(Québec) Le gouvernement Legault doit dès maintenant restreindre les visites dans les Centres d’hébergement de soins de longue durée (CHSLD) pour prévenir la contagion des personnes les plus vulnérables à la COVID-19. C’est en partie ce que réclame l’opposition qui estime que Québec n’en fait pas assez pour combattre la crise.

Fanny Lévesque Fanny Lévesque
La Presse

« Vraiment, je ne comprends pas pourquoi ce n’est pas la première directive qu’on ait prise parce qu’on le sait : les personnes âgées sont les plus à risque. Je souhaite une directive très claire », a lancé le chef intérimaire du Parti libéral, Pierre Arcand. Une préoccupation partagée par son collègue du Parti québécois, Pascal Bérubé.

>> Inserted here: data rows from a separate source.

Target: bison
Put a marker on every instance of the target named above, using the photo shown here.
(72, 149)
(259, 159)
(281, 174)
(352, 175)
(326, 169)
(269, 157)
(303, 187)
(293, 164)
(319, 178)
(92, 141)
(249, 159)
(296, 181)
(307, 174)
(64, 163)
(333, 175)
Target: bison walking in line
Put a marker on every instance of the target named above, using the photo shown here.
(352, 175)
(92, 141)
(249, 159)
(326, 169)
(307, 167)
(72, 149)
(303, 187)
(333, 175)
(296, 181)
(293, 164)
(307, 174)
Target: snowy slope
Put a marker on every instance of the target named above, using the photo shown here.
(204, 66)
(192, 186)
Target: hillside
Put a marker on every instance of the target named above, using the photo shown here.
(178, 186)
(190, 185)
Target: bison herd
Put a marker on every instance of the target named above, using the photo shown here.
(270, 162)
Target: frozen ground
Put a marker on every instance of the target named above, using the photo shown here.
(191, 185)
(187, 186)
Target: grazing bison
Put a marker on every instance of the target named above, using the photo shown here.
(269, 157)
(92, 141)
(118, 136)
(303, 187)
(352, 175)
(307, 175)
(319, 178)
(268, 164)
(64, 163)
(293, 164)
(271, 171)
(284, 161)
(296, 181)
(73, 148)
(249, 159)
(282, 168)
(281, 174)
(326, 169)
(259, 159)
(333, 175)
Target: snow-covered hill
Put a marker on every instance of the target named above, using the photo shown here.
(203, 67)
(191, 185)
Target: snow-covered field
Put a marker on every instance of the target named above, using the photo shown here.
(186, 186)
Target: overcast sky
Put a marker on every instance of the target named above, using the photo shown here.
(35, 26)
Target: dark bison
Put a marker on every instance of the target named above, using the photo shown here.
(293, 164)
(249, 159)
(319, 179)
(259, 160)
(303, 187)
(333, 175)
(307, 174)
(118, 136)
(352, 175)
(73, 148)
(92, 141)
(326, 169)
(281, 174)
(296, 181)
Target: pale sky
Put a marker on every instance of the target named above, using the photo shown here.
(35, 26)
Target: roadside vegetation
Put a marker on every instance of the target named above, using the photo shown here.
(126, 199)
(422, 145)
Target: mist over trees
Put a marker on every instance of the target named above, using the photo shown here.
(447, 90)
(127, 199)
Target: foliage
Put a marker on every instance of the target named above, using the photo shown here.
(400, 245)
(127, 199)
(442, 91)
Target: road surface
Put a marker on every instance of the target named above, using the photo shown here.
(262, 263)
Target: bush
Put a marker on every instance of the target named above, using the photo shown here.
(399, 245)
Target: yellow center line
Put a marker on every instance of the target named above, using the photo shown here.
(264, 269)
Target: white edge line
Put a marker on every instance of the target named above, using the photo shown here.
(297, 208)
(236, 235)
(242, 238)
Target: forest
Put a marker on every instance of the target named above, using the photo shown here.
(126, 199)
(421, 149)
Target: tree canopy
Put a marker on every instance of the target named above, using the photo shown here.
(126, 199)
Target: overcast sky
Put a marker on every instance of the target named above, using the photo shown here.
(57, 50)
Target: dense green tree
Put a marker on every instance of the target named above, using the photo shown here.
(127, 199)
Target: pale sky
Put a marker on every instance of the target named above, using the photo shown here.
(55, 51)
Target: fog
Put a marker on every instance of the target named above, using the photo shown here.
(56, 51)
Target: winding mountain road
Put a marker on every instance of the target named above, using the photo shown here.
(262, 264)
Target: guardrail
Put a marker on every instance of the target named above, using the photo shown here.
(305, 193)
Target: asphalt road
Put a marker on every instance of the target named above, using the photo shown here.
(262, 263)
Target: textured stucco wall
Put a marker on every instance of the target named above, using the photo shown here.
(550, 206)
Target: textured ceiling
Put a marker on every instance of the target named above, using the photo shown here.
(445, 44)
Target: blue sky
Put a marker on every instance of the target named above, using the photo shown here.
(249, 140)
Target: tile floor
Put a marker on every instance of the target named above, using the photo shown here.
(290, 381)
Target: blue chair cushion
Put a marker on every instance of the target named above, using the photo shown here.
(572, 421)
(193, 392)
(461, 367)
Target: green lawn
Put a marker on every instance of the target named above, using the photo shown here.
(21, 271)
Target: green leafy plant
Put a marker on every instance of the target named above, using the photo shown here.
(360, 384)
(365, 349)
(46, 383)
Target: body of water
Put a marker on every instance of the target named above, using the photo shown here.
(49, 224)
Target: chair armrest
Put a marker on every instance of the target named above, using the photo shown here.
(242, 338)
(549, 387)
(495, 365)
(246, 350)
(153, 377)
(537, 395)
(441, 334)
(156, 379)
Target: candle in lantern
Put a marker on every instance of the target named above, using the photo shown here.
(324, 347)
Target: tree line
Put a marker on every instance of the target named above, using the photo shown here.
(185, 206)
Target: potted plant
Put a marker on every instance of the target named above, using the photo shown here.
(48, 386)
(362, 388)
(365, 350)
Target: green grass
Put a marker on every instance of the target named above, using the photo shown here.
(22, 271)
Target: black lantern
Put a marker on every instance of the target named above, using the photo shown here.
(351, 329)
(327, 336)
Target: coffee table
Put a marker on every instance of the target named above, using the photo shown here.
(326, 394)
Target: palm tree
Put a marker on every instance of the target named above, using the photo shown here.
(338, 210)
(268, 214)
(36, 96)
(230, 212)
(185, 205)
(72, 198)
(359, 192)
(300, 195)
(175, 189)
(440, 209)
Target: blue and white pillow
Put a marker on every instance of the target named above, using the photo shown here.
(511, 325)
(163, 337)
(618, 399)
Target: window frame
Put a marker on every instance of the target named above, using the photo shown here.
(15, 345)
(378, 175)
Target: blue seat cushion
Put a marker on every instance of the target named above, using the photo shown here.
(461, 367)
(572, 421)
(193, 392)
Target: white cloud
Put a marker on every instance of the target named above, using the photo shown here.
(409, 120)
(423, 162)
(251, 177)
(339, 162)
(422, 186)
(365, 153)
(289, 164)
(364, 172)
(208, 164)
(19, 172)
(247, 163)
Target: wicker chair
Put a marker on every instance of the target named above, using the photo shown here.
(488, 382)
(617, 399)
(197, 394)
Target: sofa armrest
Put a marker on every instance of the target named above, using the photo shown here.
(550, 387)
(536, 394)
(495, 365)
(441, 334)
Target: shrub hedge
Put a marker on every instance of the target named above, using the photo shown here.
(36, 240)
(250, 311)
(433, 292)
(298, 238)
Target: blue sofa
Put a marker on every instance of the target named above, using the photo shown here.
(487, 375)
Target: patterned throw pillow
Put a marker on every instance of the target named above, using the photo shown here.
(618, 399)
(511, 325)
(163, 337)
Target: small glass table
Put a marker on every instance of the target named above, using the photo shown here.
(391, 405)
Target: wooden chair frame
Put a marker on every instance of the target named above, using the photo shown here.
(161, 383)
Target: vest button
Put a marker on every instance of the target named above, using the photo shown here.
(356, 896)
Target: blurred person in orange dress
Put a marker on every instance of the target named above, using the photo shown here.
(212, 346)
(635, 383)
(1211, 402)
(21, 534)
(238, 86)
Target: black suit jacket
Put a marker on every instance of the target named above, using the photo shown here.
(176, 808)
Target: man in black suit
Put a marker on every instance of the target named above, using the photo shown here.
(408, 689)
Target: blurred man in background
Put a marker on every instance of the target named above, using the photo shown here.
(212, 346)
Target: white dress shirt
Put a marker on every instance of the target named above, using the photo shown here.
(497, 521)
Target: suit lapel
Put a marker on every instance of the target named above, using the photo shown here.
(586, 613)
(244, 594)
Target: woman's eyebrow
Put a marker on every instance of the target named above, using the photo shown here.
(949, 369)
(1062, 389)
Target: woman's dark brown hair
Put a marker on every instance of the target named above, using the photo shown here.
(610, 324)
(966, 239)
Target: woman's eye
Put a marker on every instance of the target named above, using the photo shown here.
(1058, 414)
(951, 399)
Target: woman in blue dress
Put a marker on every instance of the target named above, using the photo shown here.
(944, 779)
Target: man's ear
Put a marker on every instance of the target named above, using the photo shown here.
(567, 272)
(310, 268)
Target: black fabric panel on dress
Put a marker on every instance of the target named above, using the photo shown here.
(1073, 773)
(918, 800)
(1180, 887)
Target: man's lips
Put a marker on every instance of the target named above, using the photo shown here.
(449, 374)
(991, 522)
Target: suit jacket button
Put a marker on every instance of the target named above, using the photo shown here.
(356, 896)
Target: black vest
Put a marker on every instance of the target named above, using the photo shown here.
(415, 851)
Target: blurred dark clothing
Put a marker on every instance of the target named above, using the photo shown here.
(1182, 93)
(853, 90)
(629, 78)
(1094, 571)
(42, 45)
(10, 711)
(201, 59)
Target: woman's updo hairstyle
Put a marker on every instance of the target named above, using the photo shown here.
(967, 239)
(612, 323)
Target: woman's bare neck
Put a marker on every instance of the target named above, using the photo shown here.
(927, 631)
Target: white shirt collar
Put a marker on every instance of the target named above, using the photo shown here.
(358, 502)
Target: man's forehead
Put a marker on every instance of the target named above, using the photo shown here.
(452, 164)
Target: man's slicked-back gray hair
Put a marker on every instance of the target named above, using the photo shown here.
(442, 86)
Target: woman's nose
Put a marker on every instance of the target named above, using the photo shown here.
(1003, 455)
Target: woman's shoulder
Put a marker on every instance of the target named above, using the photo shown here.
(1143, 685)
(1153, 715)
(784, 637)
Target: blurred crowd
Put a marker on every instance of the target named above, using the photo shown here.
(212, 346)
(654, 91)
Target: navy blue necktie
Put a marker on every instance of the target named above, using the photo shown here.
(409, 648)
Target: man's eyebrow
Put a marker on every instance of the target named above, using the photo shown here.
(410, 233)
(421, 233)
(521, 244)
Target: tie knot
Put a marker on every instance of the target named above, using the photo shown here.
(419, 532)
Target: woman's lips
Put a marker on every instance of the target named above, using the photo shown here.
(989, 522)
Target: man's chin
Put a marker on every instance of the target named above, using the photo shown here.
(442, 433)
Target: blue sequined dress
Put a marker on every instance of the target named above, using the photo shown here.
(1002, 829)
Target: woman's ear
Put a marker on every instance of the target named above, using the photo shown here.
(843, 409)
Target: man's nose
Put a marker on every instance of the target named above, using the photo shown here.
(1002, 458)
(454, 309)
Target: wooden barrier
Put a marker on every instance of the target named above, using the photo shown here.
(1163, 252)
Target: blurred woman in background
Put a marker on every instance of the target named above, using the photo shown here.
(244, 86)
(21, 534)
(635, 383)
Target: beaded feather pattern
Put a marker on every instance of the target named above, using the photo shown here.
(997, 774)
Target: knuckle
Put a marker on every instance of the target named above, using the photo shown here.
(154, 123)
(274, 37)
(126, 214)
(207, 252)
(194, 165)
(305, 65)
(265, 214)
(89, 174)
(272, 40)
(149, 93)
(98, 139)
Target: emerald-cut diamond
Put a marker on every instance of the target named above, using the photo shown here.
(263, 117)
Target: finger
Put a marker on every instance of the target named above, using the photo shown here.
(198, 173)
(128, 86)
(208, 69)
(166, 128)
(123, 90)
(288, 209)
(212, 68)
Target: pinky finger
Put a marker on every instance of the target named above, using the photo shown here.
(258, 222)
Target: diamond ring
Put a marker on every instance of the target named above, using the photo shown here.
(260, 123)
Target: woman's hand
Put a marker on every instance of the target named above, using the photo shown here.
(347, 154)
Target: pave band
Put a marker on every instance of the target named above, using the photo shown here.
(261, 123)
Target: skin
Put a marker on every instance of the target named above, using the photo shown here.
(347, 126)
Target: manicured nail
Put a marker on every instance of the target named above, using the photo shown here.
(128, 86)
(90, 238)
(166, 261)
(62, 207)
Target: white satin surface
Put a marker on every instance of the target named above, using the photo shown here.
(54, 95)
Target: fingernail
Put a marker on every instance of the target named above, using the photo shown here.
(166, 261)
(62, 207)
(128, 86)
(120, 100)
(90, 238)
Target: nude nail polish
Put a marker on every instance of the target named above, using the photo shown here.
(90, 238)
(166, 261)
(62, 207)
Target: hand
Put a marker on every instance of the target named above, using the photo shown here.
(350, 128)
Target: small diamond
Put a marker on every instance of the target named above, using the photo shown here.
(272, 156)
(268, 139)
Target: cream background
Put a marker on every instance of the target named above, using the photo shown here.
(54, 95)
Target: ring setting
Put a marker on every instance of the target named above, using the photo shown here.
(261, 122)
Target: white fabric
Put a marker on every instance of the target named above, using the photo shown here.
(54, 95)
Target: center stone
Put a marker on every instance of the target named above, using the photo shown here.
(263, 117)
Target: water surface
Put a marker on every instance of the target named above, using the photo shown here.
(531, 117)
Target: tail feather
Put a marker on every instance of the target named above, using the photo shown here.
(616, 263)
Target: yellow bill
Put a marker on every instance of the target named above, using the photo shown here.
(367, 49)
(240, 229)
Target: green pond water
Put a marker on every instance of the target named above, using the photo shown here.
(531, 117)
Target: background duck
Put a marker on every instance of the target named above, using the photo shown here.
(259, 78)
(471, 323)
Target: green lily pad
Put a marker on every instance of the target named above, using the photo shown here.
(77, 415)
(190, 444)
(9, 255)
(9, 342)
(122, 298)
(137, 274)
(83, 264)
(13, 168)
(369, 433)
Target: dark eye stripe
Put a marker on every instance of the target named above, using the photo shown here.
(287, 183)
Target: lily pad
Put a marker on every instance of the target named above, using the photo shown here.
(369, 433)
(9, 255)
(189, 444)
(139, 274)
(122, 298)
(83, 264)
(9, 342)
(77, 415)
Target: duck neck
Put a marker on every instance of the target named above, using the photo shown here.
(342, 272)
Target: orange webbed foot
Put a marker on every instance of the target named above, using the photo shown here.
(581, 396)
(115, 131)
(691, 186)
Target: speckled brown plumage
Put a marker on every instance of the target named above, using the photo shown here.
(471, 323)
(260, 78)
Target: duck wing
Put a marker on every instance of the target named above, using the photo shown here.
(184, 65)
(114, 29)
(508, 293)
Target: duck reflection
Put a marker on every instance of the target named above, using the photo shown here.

« Pour en avoir fréquenté un pendant trois ans avec mon père en fin de vie, je peux vous dire qu’évidemment, il y a des facteurs de vulnérabilité importants. […] Tout ce qui n’est pas nécessaire [comme visite] », devrait être annulé, expliqué M.  Bérubé, rappelant que des mesures extraordinaires doivent être prises partout.

Jeudi matin, tous les partis d’opposition ont tenu à bien préciser que l’heure n’était pas à la partisanerie. « Nous, aujourd’hui, on lance un appel à la confiance, un appel à la confiance envers nos experts de santé publique, nos institutions », a lancé pour sa part le co-porte-parole de Québec solidaire, Gabriel Nadeau-Dubois.

Le PLQ estime par ailleurs que Québec devrait émettre des directives beaucoup plus claires pour rassurer la population. Il croit qu’un « flou » sur les mesures à prendre persiste à l’heure actuelle, malgré les mises à jour des autorités de santé publique et gouvernementale.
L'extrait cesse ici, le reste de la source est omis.